Both companies have strong incentives to challenge the ruling, as the decision “is going to open up some floodgates,” says Duke University public policy professor Robyn Caplan, and “definitely makes it more likely there’ll be more lawsuits.”
The bellwether case establishes that at least one jury believes there is a case to answer, though two of the twelve jurors dissented. It also arrives just one day after a separate ruling in New Mexico, where Meta was found to have endangered children by failing to adequately protect younger users. That case resulted in a $375 million penalty for violating state consumer protection laws.
More cases are already on the way. Another trial is scheduled for July in Los Angeles, followed by a broader case this summer in Oakland brought by multiple states and school districts.
What happens next is anyone’s guess. “The remaining trials will need to grapple with real evidence of causation, and that bar is much harder to clear,” says Vidushi Dyall, senior director of legal analysis at Chamber of Progress.
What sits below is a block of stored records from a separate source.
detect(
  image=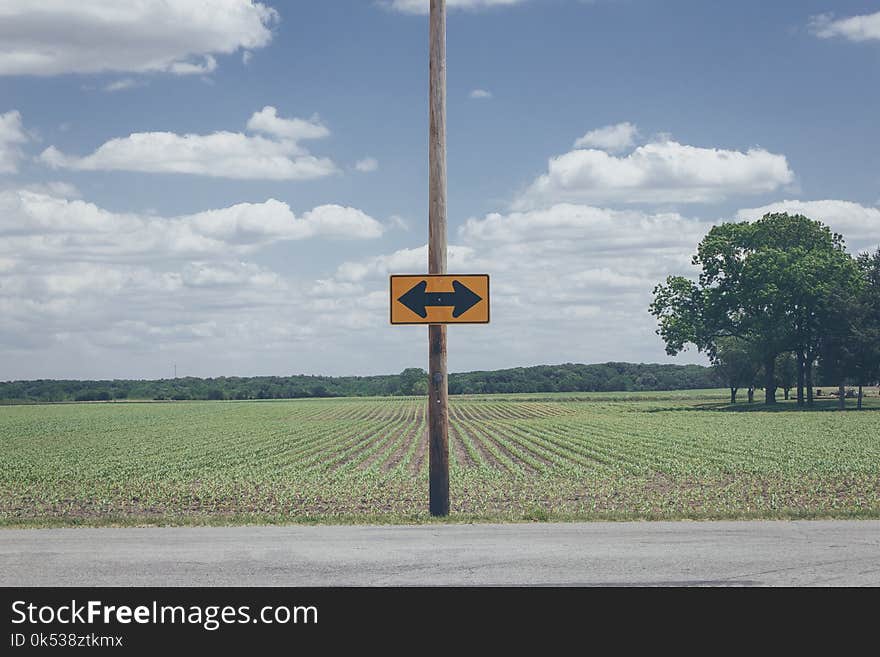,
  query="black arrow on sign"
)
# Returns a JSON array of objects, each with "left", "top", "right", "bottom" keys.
[{"left": 398, "top": 281, "right": 483, "bottom": 319}]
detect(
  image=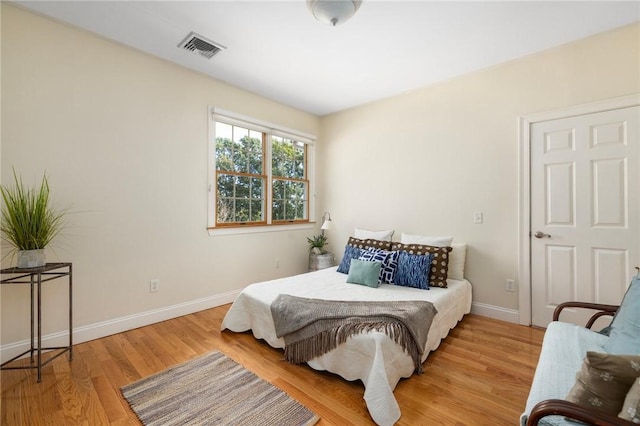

The Los Angeles and New Mexico cases, she adds, hinged on a theory the scientific community has yet to reach consensus on. “These cases are all highly fact-specific, and I think an appeal is inevitable on two fronts: to avoid an even bigger flood of suits and to secure a more concrete precedent than a jury verdict to validate a very precarious theory.”
But for the L.A. trial, the broader signal may matter as much as the outcome. “We have to see what happens in appeal, but this case is certainly an important signal,” says Catalina Goanta, associate professor of law at the University of Utrecht. “This is a case that paints a dire picture of social media platforms’ failure to take their legal responsibilities seriously.”
The risks for Big Tech extend beyond the courts, as the ruling may embolden lawmakers to act. “We see this verdict as a clarion call to elected officials at every level of government: the time for half-measures and delays has passed,” says John M. Bennett, director of the California Initiative for Technology and Democracy, a lobby group. “Our children cannot afford to wait any longer. The lives, futures, and mental health of an entire generation are at stake. History will judge whether we had the courage to act.”